SŒUR ANNE, du sommet de la tour. — Je ne vois que le soleil qui poudroie et l’herbe qui verdoie!

LA JEUNE ÉPOUSE. — Seigneur! protégez-moi! Anne, ma sœur Anne, ne vois-tu rien venir?

SŒUR ANNE. — Je ne vois qu’un laboureur qui labouroie et un faucheur qui fauchoie.

LA JEUNE ÉPOUSE. — Ciel! mon mari remonte! Gagnons du temps! (Elle place les aiguilles de la pendule sur une heure moins cinq.)

BARBE-BLEUE, entrant et consultant la pendule. — Vous n’avez plus que deux heures cinquante-cinq pour vous préparer a la mort! Priez, madame! (Il redescend.)

LA JEUNE ÉPOUSE. — Anne! ma sœur Anne! ne vois-tu rien venir?

SŒUR ANNE. — Je ne vois qu’un rémouleur qui remouloie et qu’un chasseur qui chassoie.

VOIX DE BARBE-BLEUE. — Quittez cette tour et rentrez dans votre chambre, sœur Anne, ou c’est moi que vous allez voir venir! (Sœur Anne, épouvantée, quitte la tour.)

LA JEUNE ÉPOUSE. — Ah! je suis bien perdue cette fois! Plus personne pour m’avertir de l’arrivée de mon frère Henri et le prévenir!

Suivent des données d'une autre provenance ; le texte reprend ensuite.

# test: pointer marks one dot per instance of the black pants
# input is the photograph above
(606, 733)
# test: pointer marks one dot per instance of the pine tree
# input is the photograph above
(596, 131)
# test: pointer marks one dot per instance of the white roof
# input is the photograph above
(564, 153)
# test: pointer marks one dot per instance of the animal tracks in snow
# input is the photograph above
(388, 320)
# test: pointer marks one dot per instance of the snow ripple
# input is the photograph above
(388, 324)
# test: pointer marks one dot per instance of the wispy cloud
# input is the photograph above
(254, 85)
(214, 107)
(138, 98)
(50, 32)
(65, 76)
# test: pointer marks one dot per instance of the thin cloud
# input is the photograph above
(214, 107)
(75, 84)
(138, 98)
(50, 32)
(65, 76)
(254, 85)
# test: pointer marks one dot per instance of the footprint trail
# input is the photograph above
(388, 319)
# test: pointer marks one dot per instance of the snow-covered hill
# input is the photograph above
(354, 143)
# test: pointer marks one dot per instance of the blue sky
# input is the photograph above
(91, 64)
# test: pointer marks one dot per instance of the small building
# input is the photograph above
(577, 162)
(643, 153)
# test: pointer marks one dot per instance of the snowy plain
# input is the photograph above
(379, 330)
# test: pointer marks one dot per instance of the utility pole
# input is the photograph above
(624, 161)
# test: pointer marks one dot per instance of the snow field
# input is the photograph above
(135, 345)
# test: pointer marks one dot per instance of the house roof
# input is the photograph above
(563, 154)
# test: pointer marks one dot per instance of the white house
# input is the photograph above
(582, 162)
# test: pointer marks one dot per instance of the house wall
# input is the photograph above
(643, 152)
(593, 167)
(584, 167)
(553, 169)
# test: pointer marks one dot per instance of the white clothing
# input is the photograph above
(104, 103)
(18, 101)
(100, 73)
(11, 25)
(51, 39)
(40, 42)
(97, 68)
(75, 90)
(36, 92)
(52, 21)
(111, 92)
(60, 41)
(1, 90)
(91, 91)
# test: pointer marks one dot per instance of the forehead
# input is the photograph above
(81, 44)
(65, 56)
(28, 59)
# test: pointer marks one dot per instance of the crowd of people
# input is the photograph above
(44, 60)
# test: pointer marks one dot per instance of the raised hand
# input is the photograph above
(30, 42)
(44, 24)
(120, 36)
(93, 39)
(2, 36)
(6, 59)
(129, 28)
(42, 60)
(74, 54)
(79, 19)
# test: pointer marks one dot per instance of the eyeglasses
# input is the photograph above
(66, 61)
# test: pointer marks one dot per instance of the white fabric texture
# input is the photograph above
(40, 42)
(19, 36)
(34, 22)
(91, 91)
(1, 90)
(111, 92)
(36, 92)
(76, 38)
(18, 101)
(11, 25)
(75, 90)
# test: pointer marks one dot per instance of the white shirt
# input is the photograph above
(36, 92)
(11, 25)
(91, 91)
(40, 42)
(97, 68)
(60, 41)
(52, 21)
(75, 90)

Seul, mon fidèle frère de lait est toujours sur la tour et semble consulter l’horizon!
Ah! s’il pouvait comprendre, je lui crierais. (Elle crie inconsciemment.) Âne, mon frère âne! Ne vois-tu rien venir?

FRÈRE ÂNE. — Hi-han! Hi-han! Hi-han!

LA JEUNE ÉPOUSE. — Ciel! on dirait qu’il comprend! Mais non! je deviens folle. (Elle crie.) Âne, mon frère Âne! ne vois-tu rien venir?

FRÈRE ÂNE. — Han-hi! Han-hi! Han-hi!

LA JEUNE ÉPOUSE. — Qu’entends-je? Mon frère de lait vient de braire à l’envers! Que veut dire cela?

FRÈRE ÂNE. — Han-hi! Han-hi! Han-hi!

LA JEUNE ÉPOUSE. — Han-hi! Han-hi! Que veut-il dire? Oh! je comprends tout! Le brave animal vient d’apercevoir mon frère Henri! C’est Henri qu’il veut dire en criant: Han-hi! Han-hi! Mais Barbe-Bleue remonte! Vite, retardons la pendule! (Elle s’élance vers la pendule.)

BARBE-BLEUE, entrant et la surprenant. — Ah! je vous y prends! Mais on ne me la fait pas à moi! Allons, madame, préparez-vous à mourir à l’instant!

VOIX DE FRÈRE ÂNE. — Han-hi! Han-hi!

LA JEUNE ÉPOUSE. — Encore une minute de grâce!

BARBE-BLEUE. — Non! non! Recommande ton âme à Dieu! (Il lève son bras armé du coutelas. Mais à ce moment la porte s’ouvre brusquement et Henri le Pétardier du Roi se précipite sur Barbe-Bleue et le transperce de son épée.)

LE PÉTARDIER. — Sauvée! petite sœur! Sauvée! grâce à l’organe puissant de ton frère de lait qui eut l’inspiration géniale de braire mon nom du haut de la tour. J’ai compris qu’il se passait un événement anormal au château, j’ai éperonné mon coursier, et Dieu soit loué! Je suis arrivé juste à temps pour sauver ma sœur et châtier le Barbe-Bleue!